State has awarded $73 million to economically distressed areas from the Needs Based Public School Capital Fund.
Mike Kennedy | Nov 20, 2019
North Carolina has awarded $73 million in grant funds for school construction in six economically distressed counties.
WRAL-TV reports that the money from the state’s Needs Based Public School Capital Fund will go to Camden, Graham, Hertford, Northampton, Rutherford and Wilson counties.
“This is the third year these funds have been made available to benefit our students and educators who have had to deal with outdated facilities,” says Mark Johnson, the state’s superintendent of public instruction. “These grants will help address our state’s need to replace old, outdated schools with better learning environments.“
Over the past three years, the has awarded a total of $242 million dollars to local school districts, resulting in 22 new schools or buildings and the replacement of 32 schools.
This year’s awards:
Camden County: $10 million to build a new Camden County High School that will also house Camden Early College High School ($33.3 million total project cost).

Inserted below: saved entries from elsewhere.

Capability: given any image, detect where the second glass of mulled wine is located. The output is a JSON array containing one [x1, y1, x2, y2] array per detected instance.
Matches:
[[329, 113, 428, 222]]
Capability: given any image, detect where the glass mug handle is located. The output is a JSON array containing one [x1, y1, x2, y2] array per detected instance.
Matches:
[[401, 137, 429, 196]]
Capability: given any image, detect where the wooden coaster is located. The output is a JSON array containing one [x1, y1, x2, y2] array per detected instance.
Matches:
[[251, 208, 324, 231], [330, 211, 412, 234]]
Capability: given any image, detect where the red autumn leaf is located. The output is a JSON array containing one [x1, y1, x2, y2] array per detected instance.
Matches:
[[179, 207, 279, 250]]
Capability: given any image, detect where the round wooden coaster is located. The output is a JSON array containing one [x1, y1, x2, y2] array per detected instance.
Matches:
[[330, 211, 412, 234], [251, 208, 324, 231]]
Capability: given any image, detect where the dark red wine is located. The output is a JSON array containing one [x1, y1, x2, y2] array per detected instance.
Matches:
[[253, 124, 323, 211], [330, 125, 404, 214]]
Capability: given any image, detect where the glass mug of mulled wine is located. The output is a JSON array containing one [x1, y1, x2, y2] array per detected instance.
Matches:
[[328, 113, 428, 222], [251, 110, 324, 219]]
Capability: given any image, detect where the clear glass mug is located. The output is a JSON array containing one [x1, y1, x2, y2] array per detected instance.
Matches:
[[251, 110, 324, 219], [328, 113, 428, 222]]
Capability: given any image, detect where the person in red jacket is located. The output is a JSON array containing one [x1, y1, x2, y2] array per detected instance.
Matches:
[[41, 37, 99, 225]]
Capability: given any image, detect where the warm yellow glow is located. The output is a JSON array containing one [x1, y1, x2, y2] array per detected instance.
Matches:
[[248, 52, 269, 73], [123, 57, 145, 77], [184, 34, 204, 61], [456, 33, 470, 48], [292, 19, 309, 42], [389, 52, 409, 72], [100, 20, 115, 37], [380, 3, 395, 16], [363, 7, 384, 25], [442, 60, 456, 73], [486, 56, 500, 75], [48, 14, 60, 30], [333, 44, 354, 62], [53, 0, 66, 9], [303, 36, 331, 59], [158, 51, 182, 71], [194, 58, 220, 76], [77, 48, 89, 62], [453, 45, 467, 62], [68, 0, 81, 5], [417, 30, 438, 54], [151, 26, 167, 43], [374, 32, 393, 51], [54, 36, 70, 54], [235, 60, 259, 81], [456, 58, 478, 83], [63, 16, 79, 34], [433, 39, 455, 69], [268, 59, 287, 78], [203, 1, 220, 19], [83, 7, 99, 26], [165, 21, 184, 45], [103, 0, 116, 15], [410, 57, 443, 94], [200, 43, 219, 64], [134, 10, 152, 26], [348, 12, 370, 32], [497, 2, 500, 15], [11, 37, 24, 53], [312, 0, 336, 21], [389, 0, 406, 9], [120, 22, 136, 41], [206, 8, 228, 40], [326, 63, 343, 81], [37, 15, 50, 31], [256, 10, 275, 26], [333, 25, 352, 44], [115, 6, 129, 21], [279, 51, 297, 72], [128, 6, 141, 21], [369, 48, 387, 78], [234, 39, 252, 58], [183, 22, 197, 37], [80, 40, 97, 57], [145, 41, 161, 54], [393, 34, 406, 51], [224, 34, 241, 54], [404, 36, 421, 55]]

Graham County: $3.2 million to build an addition to Robbinsville Middle School to house 6th grade and other renovations to the existing middle/high school building space to accommodate the 6th grade addition ($4.2 million total project cost).
Hertford County: $15 million to build a new Ahoskie Elementary School. It will have areas for after-hours community activities. ($20 million total project cost).
Northampton County: $15 million for a new Northampton High School adjacent to the county recreation department that would share field, gymnasium and parking with the county facility ($34.7 million total project cost).
Rutherford County: $15 million for a new Rutherford-Spindale Middle School to replace the existing 94-year old school building. ($35 million total project cost).
Wilson County: $15 million to expand the Wilson County Schools Early College of Applied Technology Academy. The academy will move from shared space in an existing high school to a new 75,000-square-foot facility on the Wilson Community College Technology campus. ($20 million total project cost).
The state legislature created the fund to help school districts in lower-wealth counties that have critical public school building capital needs.The money comes from proceeds from the North Carolina Education Lottery.